Солоухин Владимир - Григоровы Острова
Владимир Солоухин
Григоровы острова
(заметки о зимнем ужении рыбы)
К этому приобщаются все по-разному. Вот, например, как приобщилась
Мария Федоровна, женщина лет пятидесяти, этакая хлопотливая московская
домохозяйка, по виду которой нельзя было бы сказать, что она тоже
приобщилась к этому.
Я встретил ее у моего приятеля. Она сдавала ему комнату. Ну, а я пришел
к приятелю в гости. Пили чай, разговаривали. В разговоре я ненароком
упомянул что-то, относящееся к этому. Может быть, были произнесены и
непосредственно сами магические слова, само название дела. Так или иначе, но
Мария Федоровна вдруг вышла за перегородку и вернулась, держа в руках
круглую банку из-под кетовой икры. В банке помещалась рыбка средней
величины, вырезанная из пробкового материала, а в нее со всех сторон
воткнуты всевозможнейшие, разнообразнейшие мормышки.

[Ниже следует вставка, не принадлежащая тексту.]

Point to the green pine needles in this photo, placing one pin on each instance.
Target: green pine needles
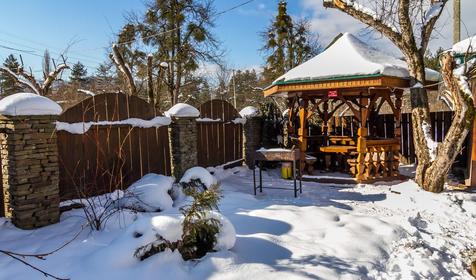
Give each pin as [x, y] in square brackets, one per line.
[199, 229]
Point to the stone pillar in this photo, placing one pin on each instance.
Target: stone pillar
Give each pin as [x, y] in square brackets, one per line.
[30, 173]
[251, 139]
[183, 144]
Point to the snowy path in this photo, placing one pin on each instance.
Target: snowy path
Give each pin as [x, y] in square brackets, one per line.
[329, 232]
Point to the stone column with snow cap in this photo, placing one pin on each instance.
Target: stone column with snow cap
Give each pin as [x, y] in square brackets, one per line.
[183, 137]
[29, 153]
[251, 134]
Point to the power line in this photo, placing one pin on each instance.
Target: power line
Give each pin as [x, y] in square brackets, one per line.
[27, 52]
[14, 49]
[53, 52]
[41, 44]
[176, 28]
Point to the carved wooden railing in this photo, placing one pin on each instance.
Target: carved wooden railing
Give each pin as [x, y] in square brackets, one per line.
[375, 159]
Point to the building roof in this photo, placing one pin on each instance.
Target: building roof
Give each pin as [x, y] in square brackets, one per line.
[348, 58]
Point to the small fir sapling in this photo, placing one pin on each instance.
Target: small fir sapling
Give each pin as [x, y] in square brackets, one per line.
[199, 230]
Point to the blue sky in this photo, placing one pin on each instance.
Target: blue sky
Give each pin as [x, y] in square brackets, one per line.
[33, 26]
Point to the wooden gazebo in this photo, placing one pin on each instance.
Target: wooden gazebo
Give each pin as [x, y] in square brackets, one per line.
[351, 74]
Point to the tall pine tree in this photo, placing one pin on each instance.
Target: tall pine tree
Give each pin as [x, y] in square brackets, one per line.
[288, 43]
[178, 31]
[7, 84]
[78, 73]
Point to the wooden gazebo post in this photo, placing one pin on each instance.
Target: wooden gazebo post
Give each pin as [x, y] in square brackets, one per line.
[362, 139]
[397, 115]
[302, 132]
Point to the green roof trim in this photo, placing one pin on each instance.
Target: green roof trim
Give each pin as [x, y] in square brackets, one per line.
[340, 78]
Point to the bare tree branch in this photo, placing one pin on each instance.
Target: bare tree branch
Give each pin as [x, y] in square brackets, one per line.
[118, 60]
[370, 20]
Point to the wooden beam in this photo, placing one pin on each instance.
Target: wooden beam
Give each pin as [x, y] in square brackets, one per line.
[302, 133]
[362, 83]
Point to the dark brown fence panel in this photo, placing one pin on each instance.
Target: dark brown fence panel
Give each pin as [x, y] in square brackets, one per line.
[110, 157]
[2, 200]
[218, 142]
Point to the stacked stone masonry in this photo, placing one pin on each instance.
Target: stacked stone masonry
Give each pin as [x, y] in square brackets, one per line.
[30, 174]
[183, 145]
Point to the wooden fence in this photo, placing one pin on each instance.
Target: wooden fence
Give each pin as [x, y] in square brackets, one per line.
[108, 157]
[219, 139]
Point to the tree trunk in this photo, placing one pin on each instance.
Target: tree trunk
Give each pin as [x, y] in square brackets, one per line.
[447, 151]
[420, 116]
[150, 81]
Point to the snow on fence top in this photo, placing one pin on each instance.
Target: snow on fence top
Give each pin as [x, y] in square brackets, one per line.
[28, 104]
[182, 110]
[199, 173]
[249, 112]
[349, 56]
[466, 46]
[83, 127]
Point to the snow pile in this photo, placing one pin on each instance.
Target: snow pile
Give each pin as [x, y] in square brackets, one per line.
[460, 74]
[25, 103]
[85, 91]
[208, 120]
[143, 232]
[199, 173]
[433, 11]
[466, 46]
[349, 56]
[286, 113]
[149, 194]
[182, 110]
[83, 127]
[239, 121]
[249, 112]
[226, 236]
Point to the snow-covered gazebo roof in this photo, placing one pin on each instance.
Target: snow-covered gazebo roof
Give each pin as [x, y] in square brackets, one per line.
[347, 59]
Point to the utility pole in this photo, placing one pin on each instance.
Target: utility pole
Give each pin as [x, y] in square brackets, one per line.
[234, 88]
[456, 21]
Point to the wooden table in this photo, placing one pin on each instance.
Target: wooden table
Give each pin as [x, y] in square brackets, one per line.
[282, 155]
[338, 149]
[335, 149]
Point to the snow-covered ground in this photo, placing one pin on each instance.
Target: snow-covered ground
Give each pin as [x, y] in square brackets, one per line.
[381, 231]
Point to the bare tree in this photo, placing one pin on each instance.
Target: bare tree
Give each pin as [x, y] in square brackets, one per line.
[118, 60]
[27, 79]
[409, 25]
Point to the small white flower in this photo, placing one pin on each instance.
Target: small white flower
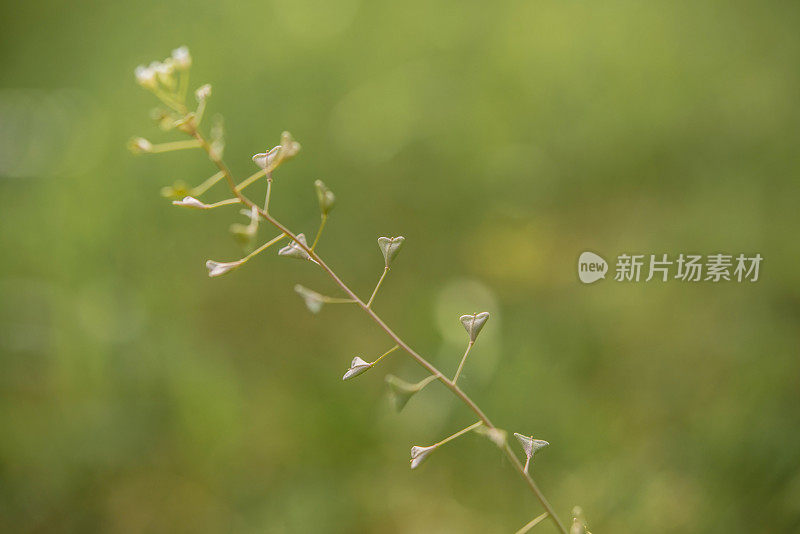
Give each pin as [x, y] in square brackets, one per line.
[289, 147]
[312, 299]
[203, 92]
[390, 246]
[182, 58]
[418, 454]
[266, 160]
[145, 76]
[357, 367]
[473, 324]
[293, 250]
[190, 202]
[164, 71]
[325, 196]
[530, 446]
[270, 160]
[139, 145]
[216, 268]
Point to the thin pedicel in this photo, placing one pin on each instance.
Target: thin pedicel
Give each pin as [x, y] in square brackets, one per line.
[168, 80]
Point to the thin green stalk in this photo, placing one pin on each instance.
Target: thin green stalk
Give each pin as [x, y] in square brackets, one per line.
[205, 186]
[269, 192]
[319, 232]
[263, 247]
[459, 433]
[458, 392]
[175, 145]
[463, 359]
[226, 202]
[535, 521]
[378, 286]
[250, 179]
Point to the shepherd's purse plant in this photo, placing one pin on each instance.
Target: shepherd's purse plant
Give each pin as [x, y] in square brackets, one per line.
[168, 80]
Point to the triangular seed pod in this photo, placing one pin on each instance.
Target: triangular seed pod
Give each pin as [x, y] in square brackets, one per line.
[390, 246]
[473, 324]
[357, 367]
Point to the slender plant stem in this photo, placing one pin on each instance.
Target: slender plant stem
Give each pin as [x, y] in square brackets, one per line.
[205, 186]
[269, 192]
[449, 384]
[459, 433]
[378, 286]
[535, 521]
[319, 232]
[425, 381]
[250, 179]
[463, 359]
[175, 145]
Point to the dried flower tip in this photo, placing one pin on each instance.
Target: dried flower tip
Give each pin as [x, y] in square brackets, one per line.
[289, 147]
[473, 324]
[146, 77]
[293, 250]
[325, 196]
[390, 246]
[190, 202]
[312, 299]
[357, 367]
[497, 436]
[140, 145]
[182, 58]
[216, 268]
[530, 445]
[266, 160]
[400, 391]
[202, 92]
[418, 454]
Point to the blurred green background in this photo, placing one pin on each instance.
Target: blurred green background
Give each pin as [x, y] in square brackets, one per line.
[502, 139]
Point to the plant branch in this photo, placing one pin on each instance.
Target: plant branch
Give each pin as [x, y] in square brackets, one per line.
[535, 521]
[463, 359]
[378, 286]
[449, 384]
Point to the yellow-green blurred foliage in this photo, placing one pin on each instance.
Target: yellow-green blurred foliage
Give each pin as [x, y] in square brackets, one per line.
[502, 139]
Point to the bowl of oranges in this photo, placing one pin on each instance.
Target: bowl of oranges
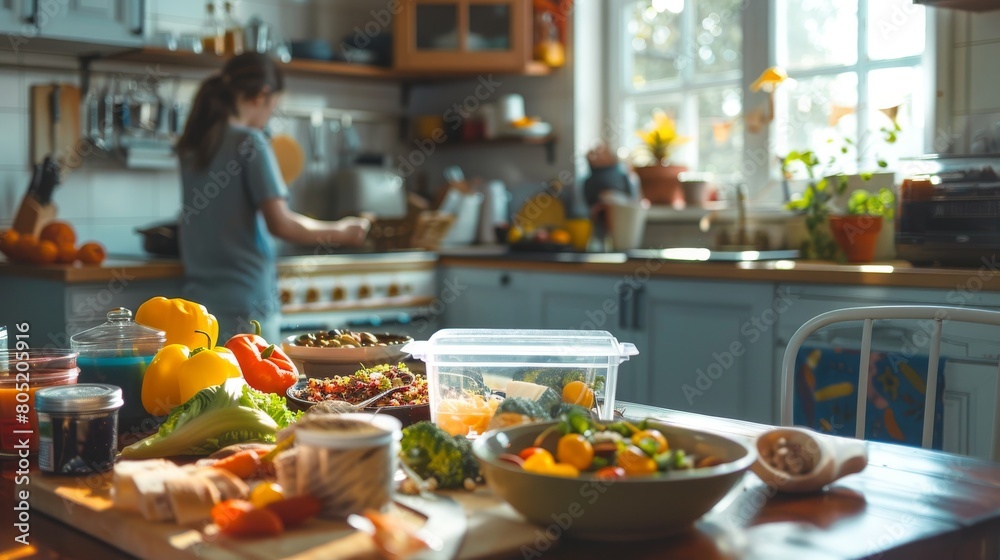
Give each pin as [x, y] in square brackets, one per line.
[55, 243]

-- Мария Федоровна, неужели, возможно ли?
-- Нет, ты погляди, что за "клопик"! "Клопик" действительно был
превосходен. Он был изящен, поворотлив и для своего размера очень-очень
тяжел. А ведь для мормышки и нужно, чтобы как можно меньше размером и как
можно тяжелее.
-- А что за "овсинка"! -- продолжала между тем хозяйка необыкновенной
коллекции. -- Не успеешь опустить, как бросаются плотва и густера. Это ведь
нарочно для плотвы "овсинка", -- и она, любовно держа на ладони,
рассматривала мормышку в виде овсяного зернышка.
-- А эта какова?!
Крохотная капелька, красненькая с одной стороны, светленькая -- с
другой, так и играла на свету, так и переливалась. Так и представлялось, как
она тонет, уходя в зеленоватую толщу воды и унося с собой ярко-рубинового
лакомого мотыля. А там, возле дна, ждет ее красноперый горбатый окунь.
-- Мария Федоровна, но если вы не ругаете мужа за это увлечение, то вы
удивительная женщина. Все жены ругают за это своих мужей. Да оно и понятно.
Целую неделю муж и жена на работе. Мало видят друг друга. И, наконец,
приходит воскресенье. Тут-то и провести время вместе -- сходить в кино, в
театр, в музей, в гости к знакомым, дома посидеть, наконец, принять гостей.
Но, оказывается, муж только и ждал воскресенья, чтобы надеть валенки с
галошами, ватные штаны, шубу (а поверх шубы брезент), шапку, рукавицы, взять
этот ненавистный, этот проклятый ящик, эту нелепую, уродливую железную
палку, острую на конце, и уйти из дому в три часа ночи. А частенько и с
вечера.
-- А то как?! -- возбудилась вдруг Мария Федоровна. -- А я, думаете, не
кляла? А я, думаете, дорогу не заступала? Да еще переживаешь целый день, как
бы не утонул. По первому льду до греха недолго.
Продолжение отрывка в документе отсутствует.